Monday, Oct. 10, 1932

Prizeman

City preachers, when they get a holiday, are likely to go to the country and think about their lot. Last week a country preacher gave city preachers something else to think about. Preacher Thomas H. Rose set out with his wife for a junket in Boston, Atlantic City and New York, the last two of which neither he nor she had ever seen.

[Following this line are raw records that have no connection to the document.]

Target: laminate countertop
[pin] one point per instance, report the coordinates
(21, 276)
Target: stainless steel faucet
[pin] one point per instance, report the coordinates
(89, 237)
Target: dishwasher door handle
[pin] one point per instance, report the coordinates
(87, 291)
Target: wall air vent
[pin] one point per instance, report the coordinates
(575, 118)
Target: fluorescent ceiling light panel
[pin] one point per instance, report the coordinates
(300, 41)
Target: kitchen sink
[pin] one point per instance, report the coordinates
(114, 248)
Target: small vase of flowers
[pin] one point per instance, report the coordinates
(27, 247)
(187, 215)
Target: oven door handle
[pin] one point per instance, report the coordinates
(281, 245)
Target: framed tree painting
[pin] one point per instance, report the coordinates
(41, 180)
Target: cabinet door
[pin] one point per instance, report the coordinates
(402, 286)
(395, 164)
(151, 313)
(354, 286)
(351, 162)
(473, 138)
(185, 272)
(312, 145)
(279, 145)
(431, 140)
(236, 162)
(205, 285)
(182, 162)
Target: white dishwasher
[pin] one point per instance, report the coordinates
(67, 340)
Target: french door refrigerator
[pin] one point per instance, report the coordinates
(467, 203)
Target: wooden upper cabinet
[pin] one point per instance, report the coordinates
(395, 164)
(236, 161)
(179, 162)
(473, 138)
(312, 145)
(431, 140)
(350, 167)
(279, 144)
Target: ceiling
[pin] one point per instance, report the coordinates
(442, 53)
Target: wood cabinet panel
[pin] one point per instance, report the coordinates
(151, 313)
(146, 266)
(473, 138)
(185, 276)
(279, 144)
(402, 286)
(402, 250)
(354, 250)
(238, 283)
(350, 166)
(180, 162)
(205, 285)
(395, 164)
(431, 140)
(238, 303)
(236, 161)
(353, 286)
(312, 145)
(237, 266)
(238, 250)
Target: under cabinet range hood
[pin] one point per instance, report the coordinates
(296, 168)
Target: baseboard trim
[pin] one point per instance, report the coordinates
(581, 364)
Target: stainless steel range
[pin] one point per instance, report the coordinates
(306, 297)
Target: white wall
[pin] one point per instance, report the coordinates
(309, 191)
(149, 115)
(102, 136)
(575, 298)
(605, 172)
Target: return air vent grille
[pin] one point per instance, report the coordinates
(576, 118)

Preacher Rose's junket was the 1932 ''Distinguished Service Award for New England Pastors" given by the New England Fellowship, for purely spiritual services, to pastors earning less than $2,000 a year. Belfast born and London trained, wiry, ruddy, sharp-nosed Preacher Rose was called to the Congregational Church in small Vershire, Vt. four years ago. There was a Congregational Church at West Fairlee Centre and Preacher Rose soon took to preaching there also. Presently the parishioners of an abandoned Methodist Church at West Fairlee offered him its pulpit. He accepted. He even got the three Roman Catholic families in the district to send their children to his Sunday School. Preacher Rose makes the 28-mi. round of his three parishes in an old automobile, carrying in winter a shovel to dig his way. He calls regularly on all his 700 parishioners, preaches three times every Sunday. Says he: ''On the side roads, one has to walk in the winter time. . . . West Fairlee is a lovely village."